Short of building UTS#18 2.1[2] support into the regex engine (unlikely to ever happen), it's likely ripgrep could offer some sort of escape hatch. Perhaps, for example, an option to normalize all text searched to whatever form you want (nfc, nfd, nfkc or nfkd). The onus would still be on you to write the corresponding regex pattern though. You can technically do this today with ripgrep's `--pre` flag, but having something built-in might be nice. Indeed, if you read UTS#18 2.1, you'll note that it is self-aware about how difficult matching canonical equivalents is, and essentially suggests this exact work-around instead. The problem is that it would need to be opt-in and the user would need to be aware of the problem in the first place. That's... a stretch, but probably better than nothing.

[1]: https://github.com/BurntSushi/rebar?tab=readme-ov-file#summa...

[2]: https://unicode.org/reports/tr18/#Canonical_Equivalents

shellac · 2024-09-18T17:27:28 1726680448

Thanks very much for clarifying that. It did seem unlikely: I remember NSString (ask you parents...) supported this level of unicode equivalence, and it was quite a burden. Normalising does feel like the only tractable method here, and if you have an extraction pipeline anyway (in rga) maybe it's not so bad.

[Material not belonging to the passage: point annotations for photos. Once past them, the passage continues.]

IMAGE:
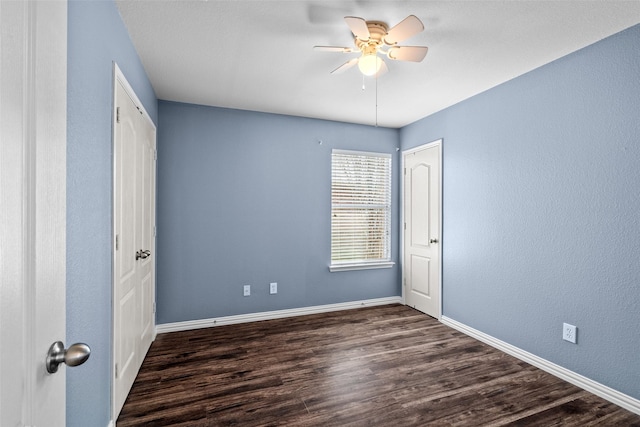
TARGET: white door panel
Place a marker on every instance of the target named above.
(134, 249)
(421, 267)
(33, 99)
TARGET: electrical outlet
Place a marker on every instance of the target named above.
(569, 332)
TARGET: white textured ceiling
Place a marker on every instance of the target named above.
(258, 55)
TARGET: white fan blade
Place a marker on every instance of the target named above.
(344, 67)
(334, 49)
(409, 26)
(383, 69)
(358, 27)
(407, 53)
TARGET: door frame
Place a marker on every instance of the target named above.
(119, 78)
(431, 144)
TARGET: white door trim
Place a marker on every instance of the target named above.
(402, 217)
(33, 123)
(119, 78)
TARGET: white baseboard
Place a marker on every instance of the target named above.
(269, 315)
(613, 396)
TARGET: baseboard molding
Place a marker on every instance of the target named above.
(613, 396)
(269, 315)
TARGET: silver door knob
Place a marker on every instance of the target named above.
(75, 355)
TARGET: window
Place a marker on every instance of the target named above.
(360, 210)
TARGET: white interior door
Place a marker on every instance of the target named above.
(421, 266)
(33, 99)
(134, 238)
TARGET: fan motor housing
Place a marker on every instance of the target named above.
(377, 31)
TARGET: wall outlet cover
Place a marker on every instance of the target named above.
(569, 333)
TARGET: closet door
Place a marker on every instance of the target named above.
(134, 239)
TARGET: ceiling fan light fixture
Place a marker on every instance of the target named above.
(369, 64)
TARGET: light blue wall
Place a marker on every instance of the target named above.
(244, 198)
(96, 38)
(542, 210)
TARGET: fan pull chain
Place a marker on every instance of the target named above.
(376, 99)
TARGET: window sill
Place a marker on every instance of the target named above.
(361, 266)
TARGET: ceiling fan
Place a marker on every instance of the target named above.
(375, 37)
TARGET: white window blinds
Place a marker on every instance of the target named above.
(360, 207)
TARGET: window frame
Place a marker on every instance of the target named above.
(363, 263)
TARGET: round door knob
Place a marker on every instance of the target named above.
(75, 355)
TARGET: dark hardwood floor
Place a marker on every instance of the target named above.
(378, 366)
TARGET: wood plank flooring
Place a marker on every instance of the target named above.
(378, 366)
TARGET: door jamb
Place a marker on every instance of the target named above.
(437, 142)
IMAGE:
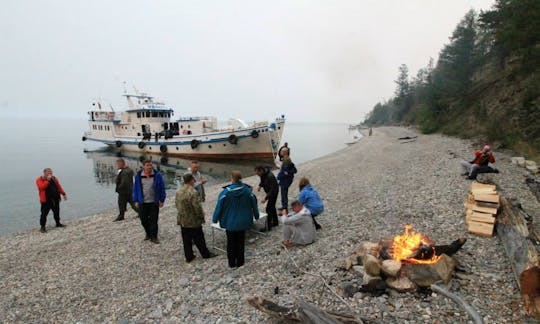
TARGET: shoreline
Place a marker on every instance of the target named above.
(96, 270)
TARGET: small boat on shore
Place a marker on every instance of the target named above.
(147, 127)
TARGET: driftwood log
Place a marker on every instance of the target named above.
(521, 243)
(302, 312)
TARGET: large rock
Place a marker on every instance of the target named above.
(518, 160)
(426, 274)
(531, 166)
(368, 248)
(401, 284)
(391, 267)
(371, 281)
(371, 265)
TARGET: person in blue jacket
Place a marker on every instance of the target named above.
(285, 178)
(235, 209)
(309, 197)
(149, 196)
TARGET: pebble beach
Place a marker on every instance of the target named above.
(96, 271)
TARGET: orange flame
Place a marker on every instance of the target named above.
(405, 246)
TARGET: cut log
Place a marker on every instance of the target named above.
(302, 312)
(480, 209)
(481, 229)
(518, 241)
(480, 218)
(492, 198)
(476, 186)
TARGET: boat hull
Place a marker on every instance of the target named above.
(249, 143)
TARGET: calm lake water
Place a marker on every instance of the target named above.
(87, 172)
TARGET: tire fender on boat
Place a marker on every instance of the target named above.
(233, 139)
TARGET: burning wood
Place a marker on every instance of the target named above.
(404, 262)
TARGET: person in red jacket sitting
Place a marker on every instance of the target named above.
(480, 164)
(49, 189)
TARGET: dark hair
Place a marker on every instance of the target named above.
(303, 182)
(188, 177)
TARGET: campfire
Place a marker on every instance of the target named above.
(414, 248)
(404, 263)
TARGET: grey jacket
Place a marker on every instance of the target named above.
(301, 223)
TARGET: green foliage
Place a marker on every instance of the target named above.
(499, 47)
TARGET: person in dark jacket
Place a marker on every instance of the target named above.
(309, 197)
(124, 188)
(271, 188)
(285, 177)
(235, 209)
(49, 190)
(149, 196)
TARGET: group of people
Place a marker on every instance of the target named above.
(235, 211)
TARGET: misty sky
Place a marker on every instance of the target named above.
(311, 60)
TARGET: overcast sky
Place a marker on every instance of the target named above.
(311, 60)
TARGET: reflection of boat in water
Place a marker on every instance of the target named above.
(172, 167)
(146, 127)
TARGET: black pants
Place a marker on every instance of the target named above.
(53, 204)
(149, 214)
(272, 219)
(194, 235)
(284, 195)
(480, 169)
(235, 248)
(123, 200)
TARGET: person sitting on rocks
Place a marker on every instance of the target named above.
(309, 197)
(480, 164)
(298, 227)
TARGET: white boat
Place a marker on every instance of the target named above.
(147, 127)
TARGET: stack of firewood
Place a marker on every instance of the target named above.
(481, 209)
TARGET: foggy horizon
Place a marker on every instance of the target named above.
(313, 61)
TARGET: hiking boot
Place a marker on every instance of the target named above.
(210, 255)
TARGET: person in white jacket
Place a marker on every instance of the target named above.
(298, 226)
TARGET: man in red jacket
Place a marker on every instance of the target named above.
(49, 189)
(480, 164)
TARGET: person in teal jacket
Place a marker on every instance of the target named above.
(235, 209)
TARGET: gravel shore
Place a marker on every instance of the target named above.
(95, 270)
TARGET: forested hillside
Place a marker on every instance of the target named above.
(485, 83)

burntsushi · 2024-09-18T21:34:35 1726695275

Yes, rga could support this in a more streamlined manner than rg, since rga has that extraction pipeline with caching. ripgrep just has a hook for an extraction pipeline.

gcr · 2024-09-18T13:06:44 1726664804

For the purpose of searching, wouldn’t it be sufficient to do NFC normalization for text? Could hide that behind a command line flag even…

burntsushi · 2024-09-18T13:26:05 1726665965

Can you say how that differs from what I suggested in my last paragraph? I legitimately can't tell if you're trying to suggest something different or not.

As UTS#18 2.1 says, it isn't sufficient to just normalize the text you're searching. It also means the user has to craft their regex appropriately. If you normalize to NFC but your regex uses NFD, oops. So it's probably best to expose a flag that lets you pick the normalization form.

And yes, it would have to be behind a CLI flag. Always doing normalization would likely make ripgrep slower than a naive grep written in Python. Yes. That bad. Yes. Really. And it might now become clear why a lot of tools don't do this.

virtualritz · 2024-09-18T10:38:27 1726655907

> I notice that the word "Office" in the title of this article is not rendered with a ligature by Chrome

Chrome mobile on Android does render Office with what looks like at least an fi ligature for me (it should use an ffi one but still).

Maybe it depends on the font?

miki123211 · 2024-09-18T12:03:12 1726660992

> I don't have any sense of how common ligature usage is anymore

It's much more common in PDFs than it is on the web, at least when the underlying plaintext is concerned.